Anemia was diagnosed according to hemoglobin (Hb) concentrations and gender, whereby a Hb below 120 g/L for women and a Hb below 130 g/L for men were used as cut-offs. The sTFRF index, TSAT and ferritin were used to differentiate between absolute and functional iron deficiency in the setting of anemia [21,22,23]. Accordingly, anemia was categorized as iron deficiency anemia (IDA, sTFRF index > 2, TSAT < 20%, serum ferritin < 30 µg/L), anemia of inflammation (AI, TSAT < 20% and serum ferritin > 100 µg/L or serum ferritin 30-100 µg/L and sTFRF index < 1), a combination of both (IDA + AI, TSAT < 20%, serum ferritin 30-100 µg/L, sTFRF index > 2) or unclassifiable anemia (TSAT normal or reduced, serum ferritin > 30 µg/L, sTFRF index 1–2), as previously described .
Hyperferritinemia was defined by a serum ferritin > 200 µg/L for women and > 300 µg/L for men, as previously reported .

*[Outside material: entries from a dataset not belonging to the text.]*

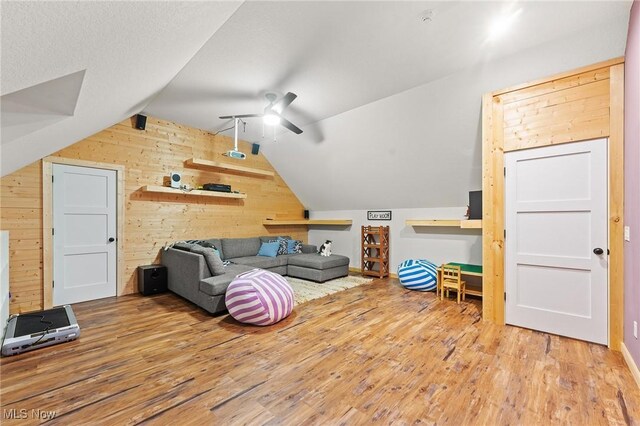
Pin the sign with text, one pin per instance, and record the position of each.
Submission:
(379, 215)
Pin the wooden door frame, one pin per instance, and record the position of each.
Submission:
(47, 221)
(493, 149)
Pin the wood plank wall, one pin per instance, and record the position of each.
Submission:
(574, 106)
(151, 220)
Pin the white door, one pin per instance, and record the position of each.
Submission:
(556, 263)
(84, 231)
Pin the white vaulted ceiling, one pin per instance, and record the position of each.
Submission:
(128, 51)
(378, 88)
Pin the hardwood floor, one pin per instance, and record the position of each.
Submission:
(374, 353)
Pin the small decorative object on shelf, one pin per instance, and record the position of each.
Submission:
(374, 259)
(379, 215)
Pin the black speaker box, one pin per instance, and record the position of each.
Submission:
(475, 204)
(141, 121)
(152, 279)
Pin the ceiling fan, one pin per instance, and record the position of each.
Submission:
(272, 112)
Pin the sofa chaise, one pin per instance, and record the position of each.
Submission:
(190, 277)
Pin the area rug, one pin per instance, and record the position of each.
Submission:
(304, 290)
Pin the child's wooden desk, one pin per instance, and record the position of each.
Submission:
(465, 269)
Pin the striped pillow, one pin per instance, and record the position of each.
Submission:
(259, 297)
(418, 274)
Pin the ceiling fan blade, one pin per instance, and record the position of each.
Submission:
(224, 117)
(284, 102)
(289, 125)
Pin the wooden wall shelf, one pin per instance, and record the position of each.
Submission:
(464, 223)
(196, 192)
(325, 222)
(197, 163)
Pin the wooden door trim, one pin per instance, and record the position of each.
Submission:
(47, 221)
(493, 198)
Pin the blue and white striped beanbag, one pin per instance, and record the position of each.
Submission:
(418, 274)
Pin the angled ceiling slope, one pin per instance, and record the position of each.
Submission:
(129, 51)
(340, 55)
(28, 110)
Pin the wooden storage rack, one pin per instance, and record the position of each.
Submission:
(374, 260)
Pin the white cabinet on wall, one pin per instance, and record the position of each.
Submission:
(4, 279)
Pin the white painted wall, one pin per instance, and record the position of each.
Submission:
(437, 244)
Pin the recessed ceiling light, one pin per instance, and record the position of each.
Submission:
(427, 16)
(502, 23)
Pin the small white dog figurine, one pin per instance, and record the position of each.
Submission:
(325, 249)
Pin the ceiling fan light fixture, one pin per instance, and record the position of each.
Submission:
(271, 119)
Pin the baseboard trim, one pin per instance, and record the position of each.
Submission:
(630, 363)
(358, 270)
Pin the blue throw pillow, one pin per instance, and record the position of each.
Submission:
(294, 246)
(282, 249)
(269, 249)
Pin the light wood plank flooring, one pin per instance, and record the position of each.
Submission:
(374, 353)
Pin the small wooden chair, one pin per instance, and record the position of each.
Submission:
(451, 280)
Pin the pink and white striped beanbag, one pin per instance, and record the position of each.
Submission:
(259, 297)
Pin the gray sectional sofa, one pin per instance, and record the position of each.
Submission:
(190, 277)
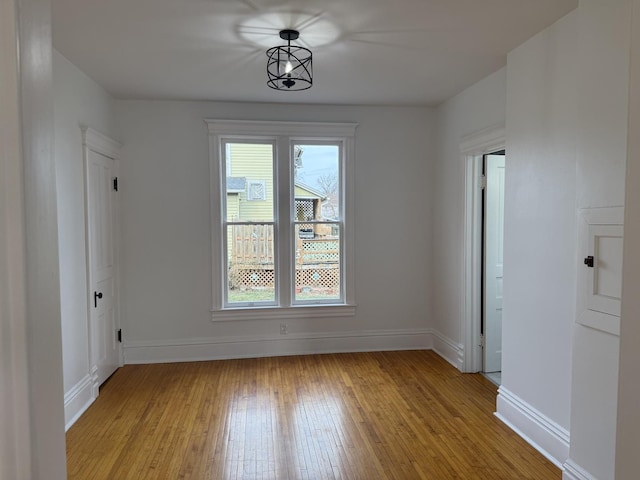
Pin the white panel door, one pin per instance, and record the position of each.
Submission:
(104, 344)
(493, 255)
(600, 277)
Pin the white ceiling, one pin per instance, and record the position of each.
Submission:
(403, 52)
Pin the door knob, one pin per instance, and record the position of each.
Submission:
(96, 296)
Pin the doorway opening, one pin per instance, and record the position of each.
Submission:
(493, 168)
(474, 148)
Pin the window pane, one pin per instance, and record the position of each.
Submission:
(317, 261)
(317, 182)
(250, 263)
(249, 182)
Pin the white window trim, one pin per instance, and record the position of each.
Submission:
(289, 131)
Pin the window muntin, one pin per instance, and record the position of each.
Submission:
(297, 214)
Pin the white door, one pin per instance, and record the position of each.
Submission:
(493, 254)
(103, 327)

Analysis of lung involvement with computed tomography
60 days after COVID-19 onset, all study participants were evaluated with a low-dose (100 kVp tube potential) computed tomography (CT) scan of the chest. CT was acquired on a 128 slice multidetector CT hardware with a 38.4 × 0.6 mm collimation and spiral pitch factor of 1.1 (SOMATOM Definition Flash, Siemens Healthineers, Erlangen, Germany). CT images were evaluated for the presence of ground-glass opacities (GGO), consolidations, bronchiectasis, and reticulations as defined by the glossary of terms of the Fleischner society . The severity of pathological pulmonary findings was graded for every lobe using the following severity score: 0—none, 1—minimal (subtle GGO, very few findings), 2—low (several GGO, subtle reticulation), 3—moderate (multiple GGO, reticulation, small consolidation), 4—marked (extensive GGO, consolidation, reticulation with distortion), and 5—massive (massive findings, parenchymal destructions). The maximum score was 25 (i.e. maximum score 5 per lobe).
Statistical analyses were performed with statistical analysis software package (IBM SPSS Statistics version 24.0, IBM, USA). Descriptive statistics included tests for homoscedasticity and data distribution (Levene test, Kolmogorov–Smirnov test, Shapiro–Wilk test and density blot/histogram analysis). According to explorative data analysis, we used the following tests: Mann–Whitney U test and Kruskal–Wallis test for group comparisons of continuous data, Fisher’s exact test or Chi-square test for binary and categorical data and Spearman rank test to assess correlations. Multiple testing was adjusted by Sidak formula, as appropriate.